While there are many hurdles a business document needs to overcome in order to be admitted as evidence in court, there is one hurdle that many clients routinely inquire about – the legality and admissibility of digital image copies, in lieu of original documents. While lawyers recognize this as a best evidence issue, a legal doctrine that states an original piece of evidence is superior to a copy, for clients this is a matter of whether they need to retain an original signed contract or could they save space in their file cabinets and rely on a scanned copy on their hard drive. Although state laws concerning admissibility of evidence vary, states have generally adopted the language, in whole or part, of the Uniform Rules of Evidence (“URE”) and/or the Uniform Photographic Copies of Business and Public Records as Evidence Act (“UPA”). For the purpose of this article the differences between the URE and the UPA are not important or relevant. Accordingly there is a nationwide consensus that a digital image copy can generally overcome a best evidence challenge and be admitted as the original document.

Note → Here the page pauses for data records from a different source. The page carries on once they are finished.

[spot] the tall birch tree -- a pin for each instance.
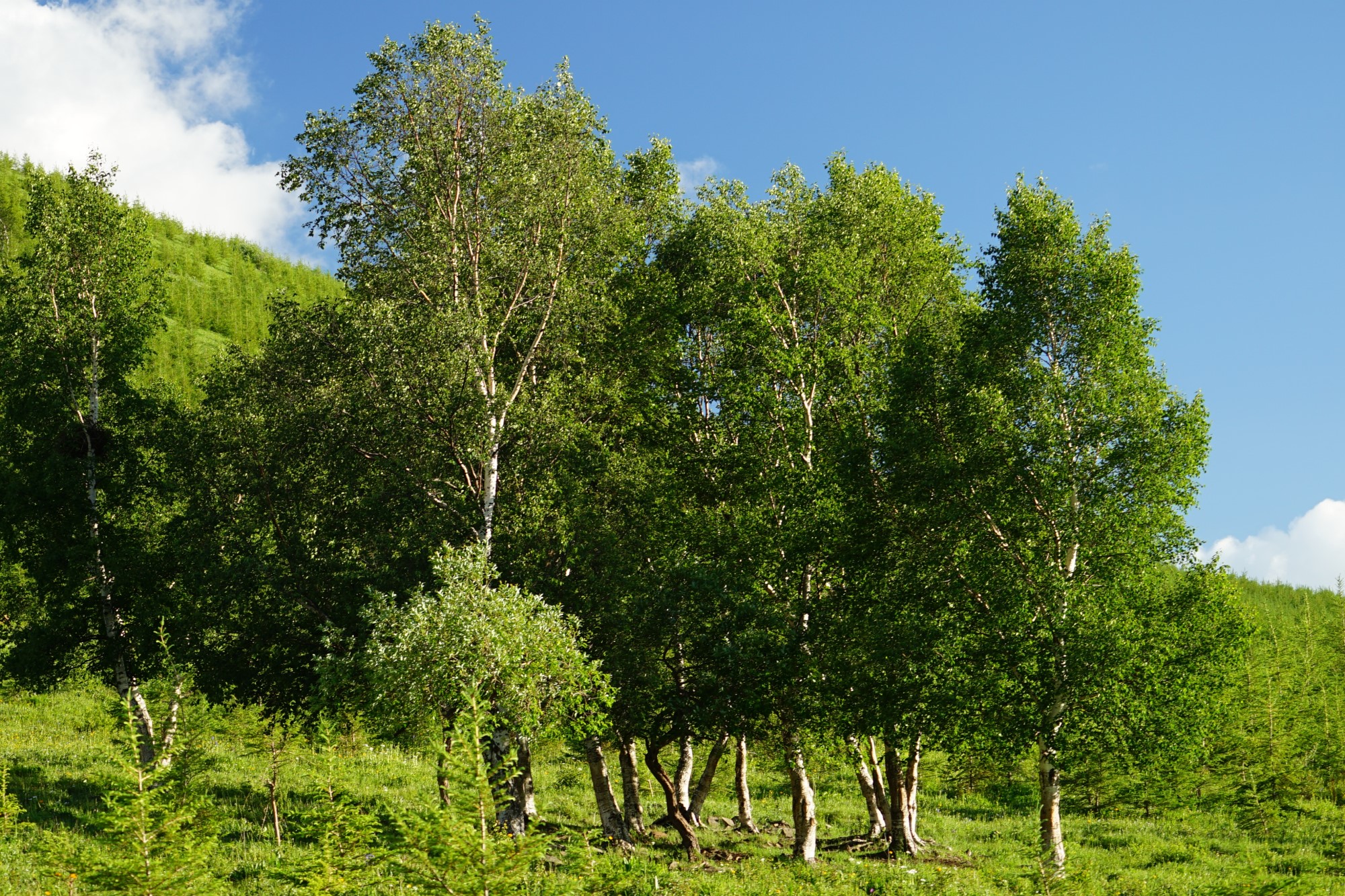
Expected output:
(76, 321)
(792, 306)
(1054, 466)
(471, 221)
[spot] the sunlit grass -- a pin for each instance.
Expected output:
(61, 749)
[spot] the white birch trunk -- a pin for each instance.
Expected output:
(683, 776)
(633, 810)
(880, 788)
(805, 802)
(913, 783)
(114, 626)
(871, 798)
(740, 786)
(703, 786)
(609, 813)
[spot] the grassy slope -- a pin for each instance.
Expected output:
(217, 287)
(61, 755)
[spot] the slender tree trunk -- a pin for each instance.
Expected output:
(676, 813)
(913, 790)
(506, 783)
(114, 627)
(634, 811)
(1052, 836)
(880, 788)
(703, 787)
(171, 728)
(274, 783)
(490, 489)
(899, 829)
(740, 784)
(525, 778)
(871, 797)
(614, 826)
(683, 778)
(805, 802)
(442, 768)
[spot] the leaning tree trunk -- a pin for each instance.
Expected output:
(525, 778)
(880, 788)
(913, 790)
(614, 825)
(899, 826)
(867, 788)
(506, 783)
(805, 802)
(442, 767)
(633, 810)
(679, 815)
(114, 626)
(683, 776)
(1052, 836)
(703, 787)
(740, 786)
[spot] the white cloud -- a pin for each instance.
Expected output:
(145, 83)
(1311, 553)
(696, 173)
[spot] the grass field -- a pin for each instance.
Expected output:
(63, 754)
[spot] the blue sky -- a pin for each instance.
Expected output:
(1211, 134)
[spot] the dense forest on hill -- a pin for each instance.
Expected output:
(216, 287)
(580, 537)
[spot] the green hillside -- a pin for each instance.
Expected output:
(217, 287)
(1262, 817)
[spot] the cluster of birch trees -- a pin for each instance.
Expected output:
(782, 471)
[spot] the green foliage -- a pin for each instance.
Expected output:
(154, 826)
(473, 635)
(346, 854)
(459, 848)
(11, 810)
(216, 288)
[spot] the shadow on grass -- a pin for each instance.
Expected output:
(56, 801)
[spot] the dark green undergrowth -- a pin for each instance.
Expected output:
(63, 756)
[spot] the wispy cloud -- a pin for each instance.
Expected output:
(1311, 553)
(147, 84)
(696, 173)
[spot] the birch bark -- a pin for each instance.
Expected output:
(609, 813)
(805, 802)
(633, 810)
(740, 786)
(703, 786)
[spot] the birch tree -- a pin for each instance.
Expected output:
(428, 654)
(471, 221)
(76, 322)
(1054, 466)
(790, 307)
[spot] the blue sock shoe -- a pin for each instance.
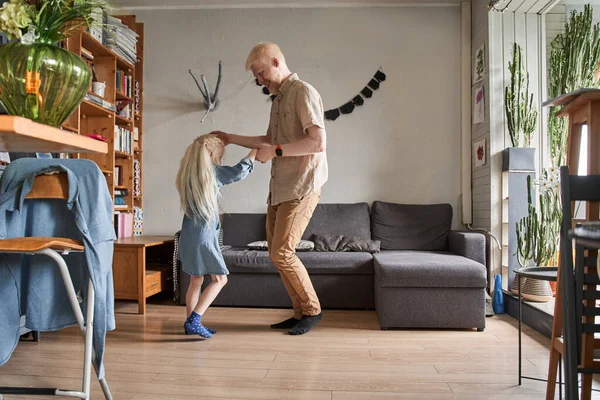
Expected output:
(193, 326)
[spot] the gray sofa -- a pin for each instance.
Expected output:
(425, 276)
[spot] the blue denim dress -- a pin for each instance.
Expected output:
(199, 249)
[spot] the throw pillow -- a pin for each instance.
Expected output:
(261, 245)
(345, 243)
(222, 246)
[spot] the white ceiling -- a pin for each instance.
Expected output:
(215, 4)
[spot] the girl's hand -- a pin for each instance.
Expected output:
(225, 138)
(252, 155)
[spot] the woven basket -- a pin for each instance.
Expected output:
(534, 290)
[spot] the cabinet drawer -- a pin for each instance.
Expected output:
(157, 278)
(154, 282)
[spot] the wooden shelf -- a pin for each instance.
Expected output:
(121, 154)
(99, 50)
(89, 109)
(18, 134)
(70, 128)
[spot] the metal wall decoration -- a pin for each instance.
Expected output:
(211, 100)
(358, 100)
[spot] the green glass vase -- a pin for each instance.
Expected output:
(42, 82)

The fundamental basis for states admission of digital duplicates can found in the URE, which allows copies that are established as business records to be admitted into evidence “to the same extent as the original.” Duplication is permitted by any technique that “accurately reproduces the original.” Similarly under the UPA, duplicate records are admissible as the original, in judicial or administrative proceedings, provided that the duplicate was generated by a “process which accurately reproduces the original.” The UPA permits the destruction of original documents, unless preservation is required by law (i.e. wills, negotiability documents and copyrights). Hence, the law permits the destruction of original documents subject to certain evidentiary requirements.
When read together and interpreted by the majority of states, the URE and the UPA allow duplicate copies to be given the same evidentiary weight as originals, so long as those copies are properly generated, maintained and authenticated. Therefore, clients are encouraged to adopt certain practices when copying their business documents:
- The copies should be produced and relied upon during the regular course of business.
- The business should have a written policy specifying the process of duplication, as well as where and how copies will be stored. This written policy should be made available to the business’s custodian(s) of records.
- The business’s written policy should include a requirement that at least one witness be present at the time of duplication that would be available to testify under oath that the generated duplicate accurately and completely represents the original.
- The business’s written policy should be subject to regular review in order to ensure the stated compliance procedures are satisfied.
Ultimately, clients should feel free to indulge their desire to “save the space” and dispose of an original contract, so as long as the above duplication practices are adhered to and all other relevant evidentiary and other legal requirements are satisfied. Clients should also be aware that since the medium for storing electronic records must meet certain legal standards, their choice of hardware is critical when it comes to admissibility of a duplicated record. Given the variety of legal and technological nuances that need to be taken into consideration, when in doubt it is always best to seek the guidance of a qualified and experienced attorney to avoid any potential legal pitfalls. The above article reflects the national trend in the United States and so to ensure that your business has complied with state and/or country specific regulations it is once again best to contact a qualified and experienced attorney who practices in your jurisdiction.